Non danno né torto né ragione. È il purgatorio dell’incompetenza che si inghiotte Calciopoli e i suoi rivoli, vicende che hanno spaccato e continuano a spaccare il calcio italiano. Vicende nelle quali le granitiche certezze iniziali sono andate crepandosi nel corso degli anni. Ma chi, in quelle crepe, intravede la possibilità di avere giustizia non riceve risposta.

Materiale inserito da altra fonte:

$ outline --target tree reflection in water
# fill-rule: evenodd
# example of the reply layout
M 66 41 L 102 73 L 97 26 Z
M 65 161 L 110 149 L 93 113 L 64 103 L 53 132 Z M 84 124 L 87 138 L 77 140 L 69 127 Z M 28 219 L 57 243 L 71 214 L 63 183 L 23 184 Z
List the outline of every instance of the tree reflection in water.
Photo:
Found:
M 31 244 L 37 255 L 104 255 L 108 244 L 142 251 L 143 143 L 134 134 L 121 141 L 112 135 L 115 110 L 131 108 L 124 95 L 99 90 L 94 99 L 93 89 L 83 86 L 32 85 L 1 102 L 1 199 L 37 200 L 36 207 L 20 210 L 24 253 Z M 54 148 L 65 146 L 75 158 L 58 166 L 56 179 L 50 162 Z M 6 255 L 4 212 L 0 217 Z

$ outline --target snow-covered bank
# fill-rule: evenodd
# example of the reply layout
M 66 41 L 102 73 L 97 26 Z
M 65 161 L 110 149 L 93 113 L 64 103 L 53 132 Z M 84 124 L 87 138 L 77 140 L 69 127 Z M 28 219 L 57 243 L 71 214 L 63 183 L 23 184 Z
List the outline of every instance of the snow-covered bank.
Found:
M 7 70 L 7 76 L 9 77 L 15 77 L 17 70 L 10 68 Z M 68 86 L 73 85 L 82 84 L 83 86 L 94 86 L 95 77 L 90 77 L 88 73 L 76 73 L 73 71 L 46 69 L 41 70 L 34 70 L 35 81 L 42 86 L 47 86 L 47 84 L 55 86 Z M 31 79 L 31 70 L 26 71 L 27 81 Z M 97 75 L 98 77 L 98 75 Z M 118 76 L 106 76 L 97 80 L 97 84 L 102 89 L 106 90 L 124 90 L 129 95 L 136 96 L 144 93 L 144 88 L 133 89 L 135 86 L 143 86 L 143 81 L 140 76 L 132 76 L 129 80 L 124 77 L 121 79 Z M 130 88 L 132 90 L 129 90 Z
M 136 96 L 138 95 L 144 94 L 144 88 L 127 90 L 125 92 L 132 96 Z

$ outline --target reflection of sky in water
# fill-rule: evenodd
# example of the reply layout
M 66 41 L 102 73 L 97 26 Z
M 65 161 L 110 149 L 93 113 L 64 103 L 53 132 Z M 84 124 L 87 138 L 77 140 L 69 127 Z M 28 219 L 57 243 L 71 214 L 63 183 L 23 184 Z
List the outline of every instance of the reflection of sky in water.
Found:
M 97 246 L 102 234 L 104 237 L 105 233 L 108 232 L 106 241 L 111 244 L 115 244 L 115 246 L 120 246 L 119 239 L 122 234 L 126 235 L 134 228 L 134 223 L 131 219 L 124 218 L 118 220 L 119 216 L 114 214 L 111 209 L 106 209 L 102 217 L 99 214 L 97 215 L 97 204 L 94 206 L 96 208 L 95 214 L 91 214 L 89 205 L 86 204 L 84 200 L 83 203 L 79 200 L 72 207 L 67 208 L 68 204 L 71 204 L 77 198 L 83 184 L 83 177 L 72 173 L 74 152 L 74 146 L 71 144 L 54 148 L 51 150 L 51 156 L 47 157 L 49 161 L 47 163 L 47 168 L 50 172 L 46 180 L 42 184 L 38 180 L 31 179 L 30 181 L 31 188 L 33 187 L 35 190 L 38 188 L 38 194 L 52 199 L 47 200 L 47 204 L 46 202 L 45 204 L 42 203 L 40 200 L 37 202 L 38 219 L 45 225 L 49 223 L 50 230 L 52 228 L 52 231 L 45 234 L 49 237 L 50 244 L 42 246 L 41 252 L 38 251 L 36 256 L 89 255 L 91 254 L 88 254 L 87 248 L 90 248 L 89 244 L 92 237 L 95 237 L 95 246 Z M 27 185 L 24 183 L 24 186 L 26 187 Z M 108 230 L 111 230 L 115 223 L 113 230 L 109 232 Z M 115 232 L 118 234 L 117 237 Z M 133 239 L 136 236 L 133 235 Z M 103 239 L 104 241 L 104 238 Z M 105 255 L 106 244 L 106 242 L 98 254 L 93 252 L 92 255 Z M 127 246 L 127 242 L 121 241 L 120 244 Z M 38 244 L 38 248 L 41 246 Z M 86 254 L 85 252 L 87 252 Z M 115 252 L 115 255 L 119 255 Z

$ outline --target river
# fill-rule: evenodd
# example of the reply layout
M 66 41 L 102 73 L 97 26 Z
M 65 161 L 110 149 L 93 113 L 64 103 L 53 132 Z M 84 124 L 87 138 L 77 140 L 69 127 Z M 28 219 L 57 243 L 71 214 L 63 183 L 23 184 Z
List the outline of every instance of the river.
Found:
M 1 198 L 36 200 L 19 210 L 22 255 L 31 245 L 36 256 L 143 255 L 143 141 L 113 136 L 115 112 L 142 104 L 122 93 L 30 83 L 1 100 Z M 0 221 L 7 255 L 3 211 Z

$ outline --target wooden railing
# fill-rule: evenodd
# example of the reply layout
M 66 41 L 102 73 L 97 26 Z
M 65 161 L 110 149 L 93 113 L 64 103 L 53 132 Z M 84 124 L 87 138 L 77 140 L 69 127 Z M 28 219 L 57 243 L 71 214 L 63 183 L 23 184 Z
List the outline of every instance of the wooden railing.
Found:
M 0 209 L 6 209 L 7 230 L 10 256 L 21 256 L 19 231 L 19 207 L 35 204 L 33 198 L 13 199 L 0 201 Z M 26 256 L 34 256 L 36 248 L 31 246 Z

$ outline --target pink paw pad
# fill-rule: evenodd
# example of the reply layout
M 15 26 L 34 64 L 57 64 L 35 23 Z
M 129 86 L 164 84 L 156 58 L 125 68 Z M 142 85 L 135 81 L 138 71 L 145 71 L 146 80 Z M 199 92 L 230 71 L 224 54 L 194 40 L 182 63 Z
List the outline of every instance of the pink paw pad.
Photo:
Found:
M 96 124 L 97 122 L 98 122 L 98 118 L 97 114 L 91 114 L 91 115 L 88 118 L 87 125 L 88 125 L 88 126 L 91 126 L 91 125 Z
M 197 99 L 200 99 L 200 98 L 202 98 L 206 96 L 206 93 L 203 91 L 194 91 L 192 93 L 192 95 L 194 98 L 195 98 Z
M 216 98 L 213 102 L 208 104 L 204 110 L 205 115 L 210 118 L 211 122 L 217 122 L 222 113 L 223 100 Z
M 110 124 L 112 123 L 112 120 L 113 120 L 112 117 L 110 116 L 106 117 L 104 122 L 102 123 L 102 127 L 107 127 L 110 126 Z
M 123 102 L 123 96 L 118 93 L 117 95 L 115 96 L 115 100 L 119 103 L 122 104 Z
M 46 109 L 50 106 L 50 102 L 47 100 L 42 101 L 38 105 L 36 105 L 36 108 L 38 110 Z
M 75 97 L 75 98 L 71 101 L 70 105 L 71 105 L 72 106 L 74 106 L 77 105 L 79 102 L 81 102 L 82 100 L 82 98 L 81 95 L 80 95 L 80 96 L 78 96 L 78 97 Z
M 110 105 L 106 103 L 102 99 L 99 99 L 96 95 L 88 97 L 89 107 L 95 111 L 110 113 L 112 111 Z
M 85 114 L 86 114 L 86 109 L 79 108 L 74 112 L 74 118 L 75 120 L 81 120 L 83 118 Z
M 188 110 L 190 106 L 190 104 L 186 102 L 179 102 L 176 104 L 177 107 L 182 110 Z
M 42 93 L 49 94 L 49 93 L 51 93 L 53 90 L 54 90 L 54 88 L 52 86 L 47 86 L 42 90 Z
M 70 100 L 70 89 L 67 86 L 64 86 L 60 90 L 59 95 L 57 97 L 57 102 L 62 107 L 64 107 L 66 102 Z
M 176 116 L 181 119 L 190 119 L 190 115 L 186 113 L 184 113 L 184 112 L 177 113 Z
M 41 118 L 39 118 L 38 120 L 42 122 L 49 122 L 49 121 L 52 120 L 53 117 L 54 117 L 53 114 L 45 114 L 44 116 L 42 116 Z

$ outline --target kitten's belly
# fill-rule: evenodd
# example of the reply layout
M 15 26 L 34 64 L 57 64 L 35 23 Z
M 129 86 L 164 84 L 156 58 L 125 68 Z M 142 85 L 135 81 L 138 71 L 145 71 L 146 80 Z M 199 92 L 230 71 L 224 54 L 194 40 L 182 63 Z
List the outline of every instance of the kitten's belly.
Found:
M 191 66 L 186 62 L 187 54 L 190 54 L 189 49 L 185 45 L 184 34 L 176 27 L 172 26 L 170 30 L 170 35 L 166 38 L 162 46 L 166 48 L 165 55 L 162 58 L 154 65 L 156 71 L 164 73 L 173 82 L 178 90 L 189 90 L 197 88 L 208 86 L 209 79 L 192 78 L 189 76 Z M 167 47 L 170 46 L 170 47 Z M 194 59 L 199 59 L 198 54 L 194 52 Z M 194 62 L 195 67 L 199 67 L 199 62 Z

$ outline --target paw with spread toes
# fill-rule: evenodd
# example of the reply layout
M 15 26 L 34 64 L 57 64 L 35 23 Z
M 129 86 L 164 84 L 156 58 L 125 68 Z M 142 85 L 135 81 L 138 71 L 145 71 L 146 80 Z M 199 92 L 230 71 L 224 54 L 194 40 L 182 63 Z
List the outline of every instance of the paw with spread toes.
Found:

Né torto, né ragione, in un labirinto di rinvii ad altre corti, di prescrizioni, di un sostanziale «non sono io che devo decidere». Così tutto rimane sospeso, come se il timore di spostare un solo mattone dell’impianto, che nel 2006 affossò la Juventus, e solo la Juventus, possa poi far crollare tutto l’edificio.
Il difetto di giurisdizione
L’ultimo a ricevere una non sentenza è stato Antonio Giraudo, che era ricorso presso il Tar del Lazio e l’altro ieri si è visto rispondere con la solita supercazzola. Questa volta è il «difetto di giurisdizione» il muro che respinge. Come dire: non è che lei abbia torto, dottor Giraudo, ma non è questa la sede, riprovi allo sportello laggiù (piccolo particolare, allo sportello laggiù, Giraudo c’era già stato. Ma non importa, ci ritorni lo stesso). Nessuno entra nel merito, tutti si limitano alla forma che, per carità, nel diritto può essere sostanza, ma quando, per dieci anni, non trovi la giurisdizione giusta, un piccolo sospetto ti sovviene.